Um cientista da Nova Inglaterra encontrou fotos surpreendentes de câmeras de vigilância mostrando o primeiro caso documentado desse estranho comportamento de inseto na região.

O que está acontecendo?

“Quase parecia que o alce tinha dois olhos (extras)”, disse Laurence Clarfeld, pesquisador ambiental da Universidade de Vermont, à Scientific American. “Eu não tinha certeza do que era no início.”

Clarfeld descreveu uma cena em que mariposas podiam ser vistas alimentando-se de lágrimas de alce. Ele se deparou com esse momento surpreendente enquanto revisava imagens de uma armadilha fotográfica na Floresta Nacional de Green Mountain.
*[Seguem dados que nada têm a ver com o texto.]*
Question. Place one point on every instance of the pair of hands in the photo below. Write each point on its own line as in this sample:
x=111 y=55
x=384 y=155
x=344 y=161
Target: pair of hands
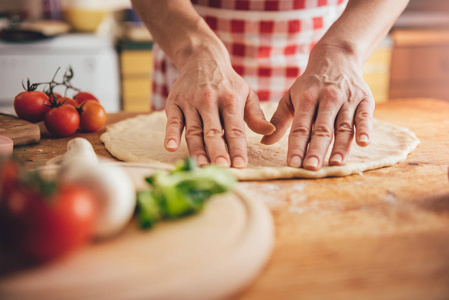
x=212 y=102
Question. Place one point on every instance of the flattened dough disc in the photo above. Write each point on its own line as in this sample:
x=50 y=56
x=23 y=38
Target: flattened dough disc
x=140 y=139
x=207 y=256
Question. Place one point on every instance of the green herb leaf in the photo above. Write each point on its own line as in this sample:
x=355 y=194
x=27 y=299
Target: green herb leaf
x=184 y=190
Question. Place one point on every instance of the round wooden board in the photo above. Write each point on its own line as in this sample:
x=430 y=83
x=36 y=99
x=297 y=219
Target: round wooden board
x=210 y=255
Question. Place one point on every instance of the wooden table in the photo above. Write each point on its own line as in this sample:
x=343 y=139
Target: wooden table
x=383 y=234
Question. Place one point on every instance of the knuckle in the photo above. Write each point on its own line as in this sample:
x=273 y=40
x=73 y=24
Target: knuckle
x=235 y=133
x=308 y=97
x=207 y=97
x=332 y=92
x=229 y=102
x=213 y=133
x=322 y=131
x=175 y=122
x=300 y=131
x=194 y=131
x=363 y=116
x=345 y=127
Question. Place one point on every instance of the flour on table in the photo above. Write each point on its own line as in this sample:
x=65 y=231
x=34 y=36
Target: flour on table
x=140 y=139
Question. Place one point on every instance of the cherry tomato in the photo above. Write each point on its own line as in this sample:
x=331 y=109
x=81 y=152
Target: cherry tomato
x=68 y=101
x=62 y=121
x=31 y=106
x=54 y=96
x=84 y=96
x=43 y=227
x=92 y=116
Os vermes sedentos não estavam se entregando à schadenfreude, mas à lachrifagia, ou “comer lágrimas”, um processo pelo qual mariposas e outros insetos se alimentam das lágrimas de animais maiores – até mesmo de humanos.

Contudo, não é o ato em si que é extraordinário, mas o lugar onde ocorreu. Há muito se supõe que a lacrifagia ocorre quase exclusivamente em climas tropicais. A observação deste comportamento em Vermont perturba a compreensão científica ainda bastante limitada deste fenômeno.

De acordo com a Scientific American, existe apenas um outro caso conhecido e documentado de ruptura fora dos trópicos. Este caso ocorreu em Arkansas.

Então, o que há nas lágrimas que faz com que os vermes as considerem tão tentadoras? Ainda não há uma resposta definitiva, mas uma possível explicação é o teor extremamente elevado de proteínas nas lágrimas, que é 200 vezes maior do que no suor.

Por que isso é perturbador?

Um dos maiores perigos do rasgo vem do seu potencial de espalhar doenças. Clarfeld e dois coautores publicaram um artigo sobre as imagens na revista EcOSphere em novembro. Eles levantaram a hipótese de que “as mariposas que olham para os olhos podem ser vetores de transmissão de doenças como a ceratoconjuntivite, uma condição que pode causar lesões oculares em alces e ter sérios efeitos à saúde”.

Os alces já correm risco de contrair doenças como a doença debilitante crônica, por isso não precisam de outra fonte de infecção. Além disso, as ameaças podem aumentar à medida que o aumento das temperaturas globais expande o raio de transmissão dos vectores de doenças.

O que está sendo feito para entender melhor a lacrifagia?

Ainda há muito que aprender sobre a lacrifagia, especialmente agora que ela foi observada em um tipo de clima completamente novo. Para os cientistas, a descoberta acidental é um apelo a mais investigação e sensibilização.

É também um lembrete de por que as câmeras de trilha são algumas das ferramentas mais poderosas na pesquisa da vida selvagem. Uma câmera bem posicionada pode revelar informações extremamente valiosas sobre a população e o status de uma espécie em uma determinada área.

Como neste caso, as câmeras também podem detectar comportamentos até então desconhecidos que podem nos ajudar a compreender melhor a natureza.